The U.S. budget deficit in July climbed 20% this fiscal year compared to the last despite the U.S. taking in record income from President Donald Trump’s tariffs, according to Treasury Department data released Tuesday.

The U.S. saw a 273% increase — or $21 billion — in customs revenue in July over the same period last year, the data showed.

A Treasury official who spoke on the condition of anonymity to preview the data said overall increased spending is in part due to a mix of expenditures, including growing interest payments on the public debt and cost-of-living increases to Social Security payouts, among other costs.
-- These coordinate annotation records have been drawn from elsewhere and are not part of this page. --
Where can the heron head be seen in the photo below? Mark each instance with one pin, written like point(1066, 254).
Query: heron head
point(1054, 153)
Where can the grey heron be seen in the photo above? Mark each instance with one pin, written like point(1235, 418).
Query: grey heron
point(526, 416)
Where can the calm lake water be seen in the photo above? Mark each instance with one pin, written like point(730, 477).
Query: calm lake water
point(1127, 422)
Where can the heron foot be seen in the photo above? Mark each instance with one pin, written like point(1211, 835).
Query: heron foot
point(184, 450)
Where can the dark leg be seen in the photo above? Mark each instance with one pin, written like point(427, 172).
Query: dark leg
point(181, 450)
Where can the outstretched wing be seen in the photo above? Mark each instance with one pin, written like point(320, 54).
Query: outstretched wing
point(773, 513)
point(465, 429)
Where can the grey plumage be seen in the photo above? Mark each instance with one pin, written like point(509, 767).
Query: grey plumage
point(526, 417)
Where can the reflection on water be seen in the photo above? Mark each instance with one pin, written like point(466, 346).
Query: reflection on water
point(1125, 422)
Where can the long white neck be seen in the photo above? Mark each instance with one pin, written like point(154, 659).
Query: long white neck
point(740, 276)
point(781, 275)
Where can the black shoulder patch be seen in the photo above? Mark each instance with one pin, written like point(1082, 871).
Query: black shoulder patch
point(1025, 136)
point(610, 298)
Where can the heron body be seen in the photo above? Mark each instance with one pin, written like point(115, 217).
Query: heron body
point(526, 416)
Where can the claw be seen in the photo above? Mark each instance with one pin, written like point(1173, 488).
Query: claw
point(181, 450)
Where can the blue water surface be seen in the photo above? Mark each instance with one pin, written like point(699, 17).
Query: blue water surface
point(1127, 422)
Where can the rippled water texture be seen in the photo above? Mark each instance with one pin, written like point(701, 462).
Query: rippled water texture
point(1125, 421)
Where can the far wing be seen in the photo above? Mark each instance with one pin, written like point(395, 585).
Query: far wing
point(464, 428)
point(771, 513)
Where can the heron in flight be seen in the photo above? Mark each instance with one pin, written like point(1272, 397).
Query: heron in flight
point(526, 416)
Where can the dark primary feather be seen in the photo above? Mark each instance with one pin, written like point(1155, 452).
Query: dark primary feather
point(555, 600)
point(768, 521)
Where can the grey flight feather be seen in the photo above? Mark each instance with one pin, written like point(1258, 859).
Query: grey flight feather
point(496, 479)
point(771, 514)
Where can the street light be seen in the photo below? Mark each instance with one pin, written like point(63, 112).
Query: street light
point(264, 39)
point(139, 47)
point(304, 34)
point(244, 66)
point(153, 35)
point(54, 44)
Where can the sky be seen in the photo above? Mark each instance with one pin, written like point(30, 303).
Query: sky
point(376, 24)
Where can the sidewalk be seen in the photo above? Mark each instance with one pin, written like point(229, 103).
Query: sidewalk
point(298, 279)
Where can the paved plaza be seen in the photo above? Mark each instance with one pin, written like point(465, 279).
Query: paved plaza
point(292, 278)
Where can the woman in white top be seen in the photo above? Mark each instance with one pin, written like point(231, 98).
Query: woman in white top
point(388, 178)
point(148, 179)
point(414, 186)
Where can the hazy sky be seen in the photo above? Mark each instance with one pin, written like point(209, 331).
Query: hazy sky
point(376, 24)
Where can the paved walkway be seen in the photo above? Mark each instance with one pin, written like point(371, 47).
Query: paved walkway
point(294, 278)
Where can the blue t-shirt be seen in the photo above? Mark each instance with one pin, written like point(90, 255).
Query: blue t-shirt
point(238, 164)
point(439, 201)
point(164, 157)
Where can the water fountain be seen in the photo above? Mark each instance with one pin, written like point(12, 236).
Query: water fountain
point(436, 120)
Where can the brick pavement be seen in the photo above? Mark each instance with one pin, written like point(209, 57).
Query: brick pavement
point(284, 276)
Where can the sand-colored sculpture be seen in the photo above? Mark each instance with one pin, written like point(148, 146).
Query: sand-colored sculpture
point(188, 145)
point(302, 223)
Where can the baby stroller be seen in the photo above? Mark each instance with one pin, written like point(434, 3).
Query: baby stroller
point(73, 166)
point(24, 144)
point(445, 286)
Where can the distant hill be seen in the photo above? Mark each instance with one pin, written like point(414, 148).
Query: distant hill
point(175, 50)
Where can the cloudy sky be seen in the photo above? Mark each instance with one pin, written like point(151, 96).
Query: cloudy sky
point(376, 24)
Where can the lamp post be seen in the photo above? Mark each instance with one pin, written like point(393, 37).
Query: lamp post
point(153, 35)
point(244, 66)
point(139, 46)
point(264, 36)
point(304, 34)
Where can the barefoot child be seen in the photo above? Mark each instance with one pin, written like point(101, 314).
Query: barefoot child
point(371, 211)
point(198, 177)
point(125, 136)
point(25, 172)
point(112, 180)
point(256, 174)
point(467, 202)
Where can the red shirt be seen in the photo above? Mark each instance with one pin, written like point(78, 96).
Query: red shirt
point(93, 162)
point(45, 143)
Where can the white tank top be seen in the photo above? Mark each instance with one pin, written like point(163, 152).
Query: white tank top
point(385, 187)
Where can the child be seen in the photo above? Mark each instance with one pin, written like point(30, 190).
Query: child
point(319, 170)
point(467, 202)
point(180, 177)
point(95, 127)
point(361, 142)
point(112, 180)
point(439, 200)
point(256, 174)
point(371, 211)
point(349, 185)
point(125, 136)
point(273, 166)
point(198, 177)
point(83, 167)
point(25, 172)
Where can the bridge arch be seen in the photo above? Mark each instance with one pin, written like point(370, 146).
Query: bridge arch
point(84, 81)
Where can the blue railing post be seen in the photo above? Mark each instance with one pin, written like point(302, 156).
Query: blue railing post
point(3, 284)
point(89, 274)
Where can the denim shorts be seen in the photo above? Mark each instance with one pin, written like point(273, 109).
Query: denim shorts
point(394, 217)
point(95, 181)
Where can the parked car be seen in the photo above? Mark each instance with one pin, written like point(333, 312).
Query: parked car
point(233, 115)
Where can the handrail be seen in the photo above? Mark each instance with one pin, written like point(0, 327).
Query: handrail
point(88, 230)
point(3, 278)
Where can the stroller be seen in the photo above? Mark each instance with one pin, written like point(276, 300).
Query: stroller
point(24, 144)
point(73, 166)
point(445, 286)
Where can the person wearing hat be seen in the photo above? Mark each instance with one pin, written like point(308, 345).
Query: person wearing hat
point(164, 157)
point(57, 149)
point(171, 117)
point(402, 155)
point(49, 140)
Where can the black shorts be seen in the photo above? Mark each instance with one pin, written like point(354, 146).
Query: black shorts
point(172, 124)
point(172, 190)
This comes as the federal government’s gross national debt creeps up to the $37 trillion mark.

Even as Trump talks about America becoming rich because of his import tax hikes, federal spending keeps outpacing the revenues collected by the government. That financial picture might change as companies exhaust their pre-tariff inventories, forcing them to import more goods and generate even more in tax revenues that could whittle away at the deficit without meaningfully reducing it as promised.

If tariffs fail to deliver on Trump's pledge to improve the government's balance sheet, the American public could be faced with fewer job options, more inflationary pressures and higher interest rates on mortgages, auto loans and credit cards. The budget deficit is the annual gap between what the U.S. government raises in taxes and what it spends, over time feeding into the overall national debt.